Decarbonylation Reaction of Saturated and Oxidized Tar from Pyrolysis of Low Aromaticity Biomass Boost Reduction of Hexavalent Chromium

Hua Shanga, Xiangdong Zhua,b,^⁎, Minghao Shena, Jiewen Luoa, Shaojie Zhoua, Lijie Lic, Quan Shic, Dongmei Zhoud, Shicheng Zhanga,e,^⁎, Jianmin Chena, Zhiyong Jason Renb

a Shanghai Key Laboratory of Atmospheric Particle Pollution and Prevention (LAP3), Department of Environmental Science and Engineering, Fudan University, Shanghai 200433, China

b Department of Civil, Environmental, and Architectural Engineering, University of Colorado Boulder, Boulder, CO 80309, United States 

c State Key Laboratory of Heavy Oil Processing, China University of Petroleum, Beijing 102249, China 

dKey Laboratory of Soil Environment and Pollution Remediation, Institute of Soil Science, Chinese Academy of Sciences, Nanjing 210008, China 

e Shanghai Institute of Pollution Control and Ecological Security, Shanghai 200092, China

Corresponding authors: E-mail addresses: zxdjewett@fudan.edu.cn (X. Zhu), zhangsc@fudan.edu.cn (S. Zhang)
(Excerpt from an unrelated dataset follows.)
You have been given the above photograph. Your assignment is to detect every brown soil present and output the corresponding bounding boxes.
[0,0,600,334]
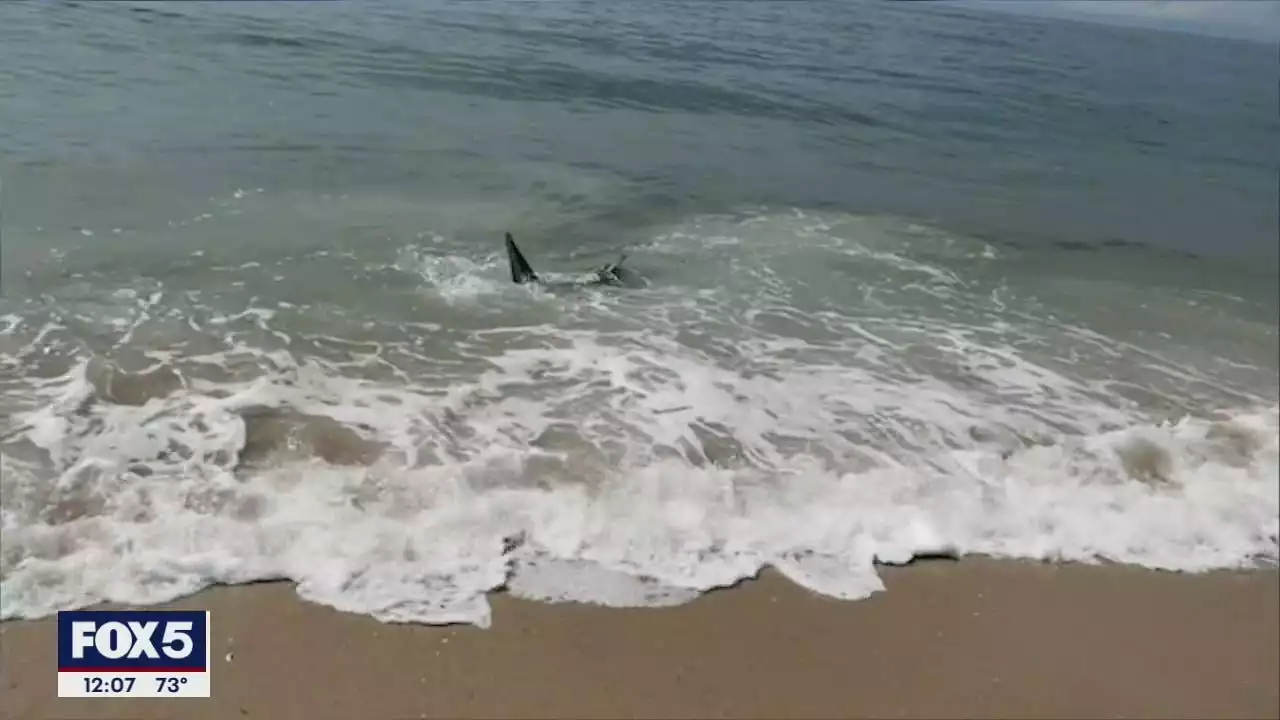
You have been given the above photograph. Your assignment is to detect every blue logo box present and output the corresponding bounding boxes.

DOI: 10.1016/j.cej.2018.10.168

Keywords: Cr(VI) reduction; Pollution remediation; Pyrolysis reduction; Decarbonylation

Abstract: Biomass pyrolysis is a promising method and often used to reduce hexavalent chromium Cr(VI) residue. However, the pyrolysis reduction mechanisms of Cr(VI) remain unclear, particularly regarding which tar compositions help the Cr(VI) reduction. In the present study, on-line MS analysis suggests that yields of CO and CH₄ from biomass pyrolysis can principally represent the rate of Cr(VI) reduction. FT-ICR MS results indicate that high-molecular-weight compounds in tar (m/z > 350) located in the lignin/CRAM-like structure region or saturated (H/C = 0.7–1.5) and oxidized (oxygen number > 6) compounds preferentially crack by catalysis of Cr (VI) to produce CO via decarbonylation reaction, further promoting the reduction of Cr(VI). Pyrolysis material with low stability (low aromaticity) can release more reducing gases and more easily cracks tar to promote Cr (VI) reduction. Lastly, chromite slag from a polluted site was successfully remediated by pyrolysis of a hydrochar sample. An extremely low leaching Cr concentration from remediated chromium slag can be obtained due to the carbon layer coating on Cr element. This study provides a novel perspective on the pyrolysis remediation mechanism of Cr(VI) and is highly significant for developing thermal remediation techniques for polluted sites.